On Database Constraints in Oracle

So there was something confusing about a check constraint in one of my tables.

I've proven that the check constraint works as it should, but I failed to understand why.

Actually there were two constraints that sort of combine.

Let's say I have a table called "customers". And that there are two constraints at play:

  • constraint check01 check (bankaccountnr is not null or creditcardnr is not null or paypalemail is not null)
  • constraint check02 check (bankaccountnr > 0 and creditcardnr > 0 and length(paypalemail) > 0)

The first constraint is obvious, at least one of the fields must be filled in, in order to process orders.

It's the second constraint that is confusing.

I thought that, because of the and, the check02 constraint should fire if I try to enter only a bankaccountnr (as the other two conditions evaluate to false).

And I thought I verified that by using the query:

select * from customers where bankaccountnr > 0 and creditcardnr > 0 and length(paypalemail) > 0;

As I suspected it provided me ONLY the records that had ALL fields entered properly.

But apparently, in (check) constraints, if the condition is "unknown", for example in the case of NULL-values, it is accepted.

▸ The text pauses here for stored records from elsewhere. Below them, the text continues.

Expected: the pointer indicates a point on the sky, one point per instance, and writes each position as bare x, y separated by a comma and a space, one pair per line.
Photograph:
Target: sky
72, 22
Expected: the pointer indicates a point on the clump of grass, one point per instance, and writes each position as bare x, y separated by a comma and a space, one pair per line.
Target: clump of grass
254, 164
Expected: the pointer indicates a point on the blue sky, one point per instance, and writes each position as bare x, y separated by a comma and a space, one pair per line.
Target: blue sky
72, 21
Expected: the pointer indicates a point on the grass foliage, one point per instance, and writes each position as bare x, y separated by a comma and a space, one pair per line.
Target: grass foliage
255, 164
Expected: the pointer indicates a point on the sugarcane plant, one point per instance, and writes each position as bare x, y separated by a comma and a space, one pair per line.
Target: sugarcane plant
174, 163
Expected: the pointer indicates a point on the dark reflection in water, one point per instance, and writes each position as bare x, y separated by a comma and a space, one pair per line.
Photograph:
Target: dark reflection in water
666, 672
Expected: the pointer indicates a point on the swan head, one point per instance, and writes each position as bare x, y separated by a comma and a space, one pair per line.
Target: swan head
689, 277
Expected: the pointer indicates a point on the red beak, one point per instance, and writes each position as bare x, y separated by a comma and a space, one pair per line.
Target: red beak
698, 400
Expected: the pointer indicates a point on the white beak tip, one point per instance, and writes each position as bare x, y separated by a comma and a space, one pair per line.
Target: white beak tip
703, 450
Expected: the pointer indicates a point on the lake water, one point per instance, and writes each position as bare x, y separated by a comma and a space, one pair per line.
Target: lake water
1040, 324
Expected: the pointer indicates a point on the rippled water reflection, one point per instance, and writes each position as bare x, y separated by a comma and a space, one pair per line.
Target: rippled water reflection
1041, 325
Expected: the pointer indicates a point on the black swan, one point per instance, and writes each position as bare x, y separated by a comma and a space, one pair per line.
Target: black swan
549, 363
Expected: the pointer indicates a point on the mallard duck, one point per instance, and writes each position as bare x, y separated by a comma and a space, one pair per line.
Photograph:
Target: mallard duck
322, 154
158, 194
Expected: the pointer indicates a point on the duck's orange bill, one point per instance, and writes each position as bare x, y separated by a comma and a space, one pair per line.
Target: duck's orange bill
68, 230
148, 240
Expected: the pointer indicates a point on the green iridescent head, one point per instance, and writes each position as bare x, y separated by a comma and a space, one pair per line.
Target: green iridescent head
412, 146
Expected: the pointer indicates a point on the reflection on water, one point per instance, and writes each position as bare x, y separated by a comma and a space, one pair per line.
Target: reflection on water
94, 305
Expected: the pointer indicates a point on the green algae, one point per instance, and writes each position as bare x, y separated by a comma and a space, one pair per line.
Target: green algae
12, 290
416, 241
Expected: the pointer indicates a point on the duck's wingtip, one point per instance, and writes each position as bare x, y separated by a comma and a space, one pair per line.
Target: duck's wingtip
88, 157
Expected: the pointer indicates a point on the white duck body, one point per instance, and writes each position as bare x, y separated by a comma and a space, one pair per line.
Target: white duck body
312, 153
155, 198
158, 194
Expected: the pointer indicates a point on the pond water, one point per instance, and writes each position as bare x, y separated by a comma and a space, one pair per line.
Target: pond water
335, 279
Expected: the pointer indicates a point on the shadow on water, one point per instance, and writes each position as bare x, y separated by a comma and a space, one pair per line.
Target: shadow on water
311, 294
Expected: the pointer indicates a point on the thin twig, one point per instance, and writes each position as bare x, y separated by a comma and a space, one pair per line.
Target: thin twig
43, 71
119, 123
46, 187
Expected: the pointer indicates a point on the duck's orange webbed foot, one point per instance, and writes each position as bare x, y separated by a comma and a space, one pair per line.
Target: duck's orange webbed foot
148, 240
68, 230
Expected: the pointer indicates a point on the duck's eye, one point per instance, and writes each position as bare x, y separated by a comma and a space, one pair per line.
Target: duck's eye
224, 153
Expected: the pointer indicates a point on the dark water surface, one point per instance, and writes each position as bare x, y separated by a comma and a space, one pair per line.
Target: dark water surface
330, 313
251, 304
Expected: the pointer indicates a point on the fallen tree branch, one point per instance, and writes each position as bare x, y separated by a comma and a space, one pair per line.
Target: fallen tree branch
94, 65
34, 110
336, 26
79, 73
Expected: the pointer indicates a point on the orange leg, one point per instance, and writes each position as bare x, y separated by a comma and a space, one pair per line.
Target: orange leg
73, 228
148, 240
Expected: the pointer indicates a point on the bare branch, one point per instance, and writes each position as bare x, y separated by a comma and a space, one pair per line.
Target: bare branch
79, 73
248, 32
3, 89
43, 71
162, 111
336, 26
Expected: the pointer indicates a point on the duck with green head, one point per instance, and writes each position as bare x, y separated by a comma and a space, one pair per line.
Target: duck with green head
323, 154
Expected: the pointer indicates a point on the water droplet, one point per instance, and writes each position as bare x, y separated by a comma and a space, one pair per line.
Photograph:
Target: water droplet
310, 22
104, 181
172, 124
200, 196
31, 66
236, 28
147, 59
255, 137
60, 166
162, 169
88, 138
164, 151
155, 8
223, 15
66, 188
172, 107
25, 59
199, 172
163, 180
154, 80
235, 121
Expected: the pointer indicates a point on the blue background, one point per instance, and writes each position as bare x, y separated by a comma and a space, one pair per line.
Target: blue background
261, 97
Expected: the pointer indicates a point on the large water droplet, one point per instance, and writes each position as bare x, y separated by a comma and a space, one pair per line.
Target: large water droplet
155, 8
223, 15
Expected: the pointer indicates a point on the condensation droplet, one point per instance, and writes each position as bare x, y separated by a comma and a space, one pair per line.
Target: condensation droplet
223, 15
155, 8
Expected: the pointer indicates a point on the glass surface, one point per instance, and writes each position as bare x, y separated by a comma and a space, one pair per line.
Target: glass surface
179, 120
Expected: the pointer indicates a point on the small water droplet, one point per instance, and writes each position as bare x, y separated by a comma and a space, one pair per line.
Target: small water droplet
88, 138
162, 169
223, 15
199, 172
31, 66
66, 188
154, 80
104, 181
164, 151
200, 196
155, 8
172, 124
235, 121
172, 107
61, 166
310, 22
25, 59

According to the following quote, found in [1] which I found via [2]:

A check constraint on a column or set of columns requires that a specified condition be true or unknown for every row. If DML results in the condition of the constraint evaluating to false, then the SQL statement is rolled back.

References

[1] Oracle - Data Integrity
https://docs.oracle.com/database/121/CNCPT/datainte.htm#CNCPT1660
[2] StackOverflow - Why is this check constraint not working when it checks length?